Ils ont été gravés à Rome par Marcantonio Raimondi, puis saisis et détruits sur l’ordre du pape. Cependant, certaines copies avaient déjà été envoyées vers le Nord de l’Italie. On en trouve encore au XIXe siècle, mais il n’existe ni dessins originaux, ni gravures de 1524. Cela m’a donné le point de départ de l’intrigue.
Je me suis dit que je tenais quelque chose avec cette histoire. Mais il fallait encore mettre ces gravures en situation.
Pourquoi avoir choisi Edda Mussolini et Galeazzo Ciano comme personnages clés ?
J’ai imaginé que ce couple fasciste possédait une copie de ce portfolio. C’était un point de départ logique. Leur vie privée est documentée. Edda, qui avait une relation très conflictuelle avec son père, accumulait les aventures masculines, et Galeazzo les aventures féminines.
Quelles recherches avez-vous faites pour rendre l’histoire crédible ?
J’ai notamment étudié les plans de Rome des années 30, noté les adresses exactes et visité des immeubles dont celui où vivaient Edda et Galeazzo. Inventer une Rome fictive n’aurait pas eu de sens. C’est aussi un hommage à la ville, à l’amour que Cesare lui porte.

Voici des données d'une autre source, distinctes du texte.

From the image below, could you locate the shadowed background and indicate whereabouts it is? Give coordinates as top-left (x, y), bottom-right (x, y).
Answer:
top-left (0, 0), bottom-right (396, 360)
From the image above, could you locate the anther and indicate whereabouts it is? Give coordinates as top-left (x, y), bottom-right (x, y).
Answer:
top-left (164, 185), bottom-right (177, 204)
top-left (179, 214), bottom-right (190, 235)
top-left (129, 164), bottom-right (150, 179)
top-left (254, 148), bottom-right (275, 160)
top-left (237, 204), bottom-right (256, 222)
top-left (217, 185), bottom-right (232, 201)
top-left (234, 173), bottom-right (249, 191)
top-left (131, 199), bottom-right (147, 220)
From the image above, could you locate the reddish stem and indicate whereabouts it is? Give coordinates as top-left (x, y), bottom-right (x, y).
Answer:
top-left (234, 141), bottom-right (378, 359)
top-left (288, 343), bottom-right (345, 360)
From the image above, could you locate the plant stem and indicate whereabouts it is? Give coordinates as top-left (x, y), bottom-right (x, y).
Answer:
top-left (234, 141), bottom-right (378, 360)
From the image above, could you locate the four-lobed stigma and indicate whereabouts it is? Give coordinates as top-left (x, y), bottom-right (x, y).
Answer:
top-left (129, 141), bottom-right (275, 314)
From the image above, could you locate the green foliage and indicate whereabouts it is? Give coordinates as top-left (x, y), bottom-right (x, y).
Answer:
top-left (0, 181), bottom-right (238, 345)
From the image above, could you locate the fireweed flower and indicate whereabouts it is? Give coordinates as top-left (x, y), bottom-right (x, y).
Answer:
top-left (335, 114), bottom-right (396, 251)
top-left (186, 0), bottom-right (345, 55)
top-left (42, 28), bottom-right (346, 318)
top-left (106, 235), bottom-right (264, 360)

Comment avez-vous construit l’enquête ?
Dans le premier livre, les enquêteurs sont promus à la police secrète, l’OVRA, en raison de leur réussite. C’est à ce titre qu’on leur confie l’enquête ultra-confidentielle sur la disparition du portfolio érotique. Elle doit être menée dans le plus grand secret car le coupable appartient obligatoirement au sérail. Et il a évidemment de mauvaises intentions.
Donc, et c’est le problème de mes enquêteurs et aussi le mien, par où commencer l’enquête ? Ils font pression sur une opératrice du téléphone pour qu’elle espionne la ligne du couple. Ils vont aussi progresser dans leurs recherches grâce à un montreur de singes à la Casa del Popolo. Le singe est dressé pour voler les portefeuilles des spectateurs. Les enquêteurs suivent le singe qui part avec un portefeuille, ce qui va les conduire à un indice important.
Ecrivez-vous déjà une nouvelle enquête de Cesare ?
Oui, j’ai une idée autour du trésor du Temple de Jérusalem ramené à Rome par Titus. Le trésor, qui était composé d’objets culturels, a disparu au milieu du IIᵉ siècle lors d’une invasion barbare à Rome. Ces objets ont été probablement volés. Cela m’a semblé être un point de départ intéressant pour mon récit. Je voulais aussi faire écho à des tensions contemporaines des années 1930 : la montée de l’antisémitisme dans le régime fasciste et l’encyclique de Pie XI en défense des Juifs, restée inédite après sa mort. À Rome, à cette époque, coexistent trois pouvoirs : le roi, le Duce et le pape. Ils ne sont pas forcément sur le même plan et n’ont pas le même rôle politique.